Summary by Dirk Langeveld

A major banking group is urging the Consumer Financial Protection Bureau to extend its supervisory authority to fintech lenders that offer small business lending, saying this action is necessary to protect smaller companies and ensure that federal oversight is applied equally across all lenders.

Richard Hunt, president and CEO of the Consumer Bankers Association, sent the letter to CFPB Director Rohit Chopra. He said fintech lenders currently operate outside the regulatory purview of the CFPB and are not required to abide by the same federal oversight requirements that traditional banks must meet.

The CBA estimates that about 30 percent of the current market is serviced through nonbank alternative lenders such as peer-to-peer lenders, business-to-business lenders, and crowdfunding platforms.

Fintechs have made greater inroads into small business lending since they offer greater convenience and speed in accessing funds. However, they have also been criticized for having more onerous terms such as higher interest rates and more frequent payments.

Hunt also said the Paycheck Protection Program demonstrated that fintechs are more likely to be involved in questionable loans. One study found that nonbank fintech lenders were nearly five times as likely as traditional lenders to be involved in suspicious transactions, and that nine out of the 10 lenders with the highest rates of suspicious PPP loans were fintechs.

“A failure to examine fintechs does not just contribute to an uneven playing field between fintechs and supervised entities, but more importantly, results in a continuous and growing threat of harm to small businesses, which are best protected when entities offering similar financial products and services are subject to the same oversight,” writes Hunt.

The letter says a failure to regulate fintechs will also undermine the CFPB’s other efforts, including identifying and addressing small business lending needs and concerns under a proposed rule for expanded data collection.
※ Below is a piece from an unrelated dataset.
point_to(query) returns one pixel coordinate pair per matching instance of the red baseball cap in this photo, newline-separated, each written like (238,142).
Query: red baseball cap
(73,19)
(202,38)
This data would be incomplete and inaccurate if the CFPB’s supervision does not extend to fintechs, the CBA argues.

The proposed data collection rule would expand the data reporting requirements for financial institutions involved in small business lending. This rule would apply to financial institutions that originated at least 25 qualifying credit transactions to small businesses in the two preceding calendar years.

In addition, the Small Business Lending and Disclosure Act of 2021 currently before Congress seeks to expand the safeguards currently provided through the Truth in Lending Act to small business financing. The legislation would require small business lenders to disclose a variety of information and is designed to combat predatory lenders and loan products whose terms and conditions are unclear.

The sponsors of the legislation referenced fintech and alternative lenders, saying their conditions often include undisclosed fees or a lack of transparency on the interest rate or other terms. This can result in borrowers taking on more debt than they can afford.